Shrinking for success: Multimodal dimensionality reduction for sustainable recommender systems

Geninatti Cossatin, A.; Mauro, N.

doi:10.1016/j.eswa.2025.128929

Multimodal item representations are widely used in modern recommender systems to capture various aspects of items. However, the high dimensionality of these representations poses challenges in terms of computational efficiency and resource usage. In this paper, we propose a fusion method, named MDR, based on attention bottlenecks to obtain condensed multimodal item representations. Our approach, intersecting dimensionality reduction and information fusion, leverages a Transformer autoencoder architecture to learn a compact item representation that preserves the salient information from the original high-dimensional features.

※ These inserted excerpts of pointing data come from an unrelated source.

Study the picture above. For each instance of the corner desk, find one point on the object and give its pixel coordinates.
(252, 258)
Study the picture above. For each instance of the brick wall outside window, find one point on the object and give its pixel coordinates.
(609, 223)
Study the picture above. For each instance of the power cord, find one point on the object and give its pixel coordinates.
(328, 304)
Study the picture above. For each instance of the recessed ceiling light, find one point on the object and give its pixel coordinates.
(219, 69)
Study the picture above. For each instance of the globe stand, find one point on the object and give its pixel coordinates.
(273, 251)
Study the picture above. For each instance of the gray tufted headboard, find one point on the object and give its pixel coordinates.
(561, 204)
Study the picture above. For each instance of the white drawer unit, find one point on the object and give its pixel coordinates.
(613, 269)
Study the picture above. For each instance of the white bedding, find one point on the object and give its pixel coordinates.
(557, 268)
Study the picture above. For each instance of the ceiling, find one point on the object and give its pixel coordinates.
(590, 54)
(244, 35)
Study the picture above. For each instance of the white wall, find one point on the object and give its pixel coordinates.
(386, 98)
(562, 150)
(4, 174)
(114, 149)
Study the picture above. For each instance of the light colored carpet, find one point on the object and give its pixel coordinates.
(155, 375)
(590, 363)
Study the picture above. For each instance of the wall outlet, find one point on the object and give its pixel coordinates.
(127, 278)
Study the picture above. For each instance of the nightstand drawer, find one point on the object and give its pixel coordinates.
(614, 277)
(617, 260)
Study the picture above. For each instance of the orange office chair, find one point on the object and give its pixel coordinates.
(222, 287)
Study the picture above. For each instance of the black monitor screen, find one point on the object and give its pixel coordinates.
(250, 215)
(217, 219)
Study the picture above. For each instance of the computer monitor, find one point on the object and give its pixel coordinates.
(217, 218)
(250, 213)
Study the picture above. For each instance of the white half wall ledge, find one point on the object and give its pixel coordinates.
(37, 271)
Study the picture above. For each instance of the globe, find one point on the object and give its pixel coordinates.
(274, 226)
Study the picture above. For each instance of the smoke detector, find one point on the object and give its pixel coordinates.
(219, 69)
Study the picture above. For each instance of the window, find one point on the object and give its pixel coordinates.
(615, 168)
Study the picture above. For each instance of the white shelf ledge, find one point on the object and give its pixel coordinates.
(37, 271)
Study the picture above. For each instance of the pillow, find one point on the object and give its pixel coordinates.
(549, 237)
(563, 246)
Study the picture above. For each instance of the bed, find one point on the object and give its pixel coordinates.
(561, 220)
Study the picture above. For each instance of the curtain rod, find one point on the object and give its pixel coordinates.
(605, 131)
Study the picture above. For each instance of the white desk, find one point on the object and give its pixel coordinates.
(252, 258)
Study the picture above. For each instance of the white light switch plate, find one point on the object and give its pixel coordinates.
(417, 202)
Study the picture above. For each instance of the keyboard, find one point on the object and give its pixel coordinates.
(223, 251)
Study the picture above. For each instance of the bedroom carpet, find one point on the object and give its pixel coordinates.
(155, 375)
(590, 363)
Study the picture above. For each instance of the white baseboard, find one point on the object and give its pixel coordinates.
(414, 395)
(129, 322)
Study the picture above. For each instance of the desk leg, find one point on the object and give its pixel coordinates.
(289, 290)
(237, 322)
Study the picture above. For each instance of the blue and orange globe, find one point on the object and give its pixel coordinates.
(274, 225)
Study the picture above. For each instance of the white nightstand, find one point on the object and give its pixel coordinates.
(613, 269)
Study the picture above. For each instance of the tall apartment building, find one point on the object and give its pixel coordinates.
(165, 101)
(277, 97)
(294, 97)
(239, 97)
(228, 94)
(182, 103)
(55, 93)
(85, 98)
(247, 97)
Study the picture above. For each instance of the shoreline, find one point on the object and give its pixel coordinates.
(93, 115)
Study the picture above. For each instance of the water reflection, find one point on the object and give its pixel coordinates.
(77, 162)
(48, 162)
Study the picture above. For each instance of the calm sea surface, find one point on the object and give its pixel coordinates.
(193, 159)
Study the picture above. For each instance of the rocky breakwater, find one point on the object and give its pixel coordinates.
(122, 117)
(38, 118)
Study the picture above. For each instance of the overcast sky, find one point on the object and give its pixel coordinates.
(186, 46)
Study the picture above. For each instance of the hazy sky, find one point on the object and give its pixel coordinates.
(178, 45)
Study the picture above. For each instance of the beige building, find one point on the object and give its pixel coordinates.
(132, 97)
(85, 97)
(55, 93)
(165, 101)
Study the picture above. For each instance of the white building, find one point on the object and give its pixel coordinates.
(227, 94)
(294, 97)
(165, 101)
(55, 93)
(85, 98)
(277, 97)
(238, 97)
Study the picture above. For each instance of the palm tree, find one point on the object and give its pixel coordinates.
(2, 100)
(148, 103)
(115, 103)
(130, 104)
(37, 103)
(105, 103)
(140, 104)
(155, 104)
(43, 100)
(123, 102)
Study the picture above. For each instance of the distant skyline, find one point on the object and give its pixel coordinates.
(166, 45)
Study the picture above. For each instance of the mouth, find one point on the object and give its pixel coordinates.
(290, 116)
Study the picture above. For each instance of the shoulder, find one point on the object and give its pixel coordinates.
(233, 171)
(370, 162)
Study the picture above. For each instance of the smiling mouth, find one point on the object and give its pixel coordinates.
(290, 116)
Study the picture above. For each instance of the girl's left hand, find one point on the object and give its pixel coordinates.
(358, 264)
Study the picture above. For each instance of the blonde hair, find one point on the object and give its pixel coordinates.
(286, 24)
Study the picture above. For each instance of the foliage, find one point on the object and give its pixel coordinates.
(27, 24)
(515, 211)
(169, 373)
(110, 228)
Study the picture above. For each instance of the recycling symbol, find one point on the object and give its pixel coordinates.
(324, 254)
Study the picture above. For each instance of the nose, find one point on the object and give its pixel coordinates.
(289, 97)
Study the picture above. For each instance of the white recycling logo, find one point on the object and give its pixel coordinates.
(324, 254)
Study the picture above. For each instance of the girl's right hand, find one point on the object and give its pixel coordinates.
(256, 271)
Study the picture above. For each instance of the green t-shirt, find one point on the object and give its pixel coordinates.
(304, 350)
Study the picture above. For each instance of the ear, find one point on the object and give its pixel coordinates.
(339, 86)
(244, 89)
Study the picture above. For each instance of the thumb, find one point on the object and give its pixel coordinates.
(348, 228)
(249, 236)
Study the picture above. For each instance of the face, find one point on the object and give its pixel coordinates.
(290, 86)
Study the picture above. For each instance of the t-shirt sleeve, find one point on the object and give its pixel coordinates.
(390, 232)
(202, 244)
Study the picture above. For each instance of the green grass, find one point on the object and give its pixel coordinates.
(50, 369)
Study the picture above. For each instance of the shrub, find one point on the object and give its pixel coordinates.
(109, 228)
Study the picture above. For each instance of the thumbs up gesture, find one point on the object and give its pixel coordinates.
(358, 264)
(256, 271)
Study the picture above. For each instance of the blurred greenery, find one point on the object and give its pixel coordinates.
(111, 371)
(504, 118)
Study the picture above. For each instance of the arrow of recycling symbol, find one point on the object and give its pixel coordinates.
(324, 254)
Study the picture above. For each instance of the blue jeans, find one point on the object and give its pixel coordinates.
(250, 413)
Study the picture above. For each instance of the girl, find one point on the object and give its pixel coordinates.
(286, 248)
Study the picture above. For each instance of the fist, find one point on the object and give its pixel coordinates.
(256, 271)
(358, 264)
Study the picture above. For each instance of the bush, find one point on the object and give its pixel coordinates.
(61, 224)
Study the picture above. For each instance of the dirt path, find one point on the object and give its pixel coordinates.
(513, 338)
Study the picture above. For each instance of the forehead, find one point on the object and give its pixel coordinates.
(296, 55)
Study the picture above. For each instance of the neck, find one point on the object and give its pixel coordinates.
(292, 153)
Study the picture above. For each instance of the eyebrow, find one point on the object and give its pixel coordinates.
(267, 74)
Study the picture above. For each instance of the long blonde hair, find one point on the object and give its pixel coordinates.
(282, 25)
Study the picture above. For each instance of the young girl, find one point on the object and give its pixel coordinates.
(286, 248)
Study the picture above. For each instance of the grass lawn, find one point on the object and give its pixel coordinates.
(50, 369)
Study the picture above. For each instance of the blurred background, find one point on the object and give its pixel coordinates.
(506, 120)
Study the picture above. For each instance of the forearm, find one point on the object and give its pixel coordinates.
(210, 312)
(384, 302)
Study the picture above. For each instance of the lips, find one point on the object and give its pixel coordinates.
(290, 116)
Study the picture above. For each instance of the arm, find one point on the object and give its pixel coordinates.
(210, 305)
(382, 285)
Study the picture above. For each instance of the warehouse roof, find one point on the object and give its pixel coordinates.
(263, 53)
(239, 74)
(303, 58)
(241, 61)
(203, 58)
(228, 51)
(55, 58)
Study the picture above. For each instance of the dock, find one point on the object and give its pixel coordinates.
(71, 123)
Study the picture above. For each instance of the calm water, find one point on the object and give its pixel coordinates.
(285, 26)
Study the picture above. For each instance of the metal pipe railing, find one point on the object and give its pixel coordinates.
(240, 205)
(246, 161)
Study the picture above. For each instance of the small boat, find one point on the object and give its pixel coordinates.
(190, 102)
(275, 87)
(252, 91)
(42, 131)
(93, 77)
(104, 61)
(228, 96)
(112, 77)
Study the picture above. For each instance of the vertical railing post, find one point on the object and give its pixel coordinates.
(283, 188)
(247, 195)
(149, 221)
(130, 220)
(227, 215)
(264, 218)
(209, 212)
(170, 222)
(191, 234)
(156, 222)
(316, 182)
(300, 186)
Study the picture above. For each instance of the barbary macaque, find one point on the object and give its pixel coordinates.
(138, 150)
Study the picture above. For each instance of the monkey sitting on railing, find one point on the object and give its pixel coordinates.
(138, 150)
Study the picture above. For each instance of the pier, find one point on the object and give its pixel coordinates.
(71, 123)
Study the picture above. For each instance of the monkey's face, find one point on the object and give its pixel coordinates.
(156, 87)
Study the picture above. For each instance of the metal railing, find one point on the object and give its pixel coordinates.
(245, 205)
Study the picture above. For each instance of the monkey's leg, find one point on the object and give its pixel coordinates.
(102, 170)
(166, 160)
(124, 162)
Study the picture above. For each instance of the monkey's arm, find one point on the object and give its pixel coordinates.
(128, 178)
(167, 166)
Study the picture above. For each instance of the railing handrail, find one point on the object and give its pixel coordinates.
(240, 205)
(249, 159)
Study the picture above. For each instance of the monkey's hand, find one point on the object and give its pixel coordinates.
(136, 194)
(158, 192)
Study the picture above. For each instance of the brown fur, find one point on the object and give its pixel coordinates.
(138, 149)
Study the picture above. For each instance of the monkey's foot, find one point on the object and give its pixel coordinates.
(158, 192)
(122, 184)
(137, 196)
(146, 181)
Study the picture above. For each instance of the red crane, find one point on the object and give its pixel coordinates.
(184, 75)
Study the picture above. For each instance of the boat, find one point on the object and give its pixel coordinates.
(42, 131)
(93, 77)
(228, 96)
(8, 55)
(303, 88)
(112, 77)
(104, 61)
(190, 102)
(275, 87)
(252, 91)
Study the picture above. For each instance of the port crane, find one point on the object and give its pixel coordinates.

We evaluate the impact of the condensed representations on the recommendation performance and resource consumption of a set of recommendation algorithms using the Cornac framework. Experiments on four datasets show that the condensed item representations produced by our fusion method enable the recommender algorithms to achieve comparable or even improved recommendation performance compared to the original, high-dimensional representations. Moreover, using the condensed representations significantly reduces training time, RAM Memory usage, and GPU utilization. These findings highlight the potential of our approach to enhance the efficiency and sustainability of multimodal recommender systems without compromising their effectiveness.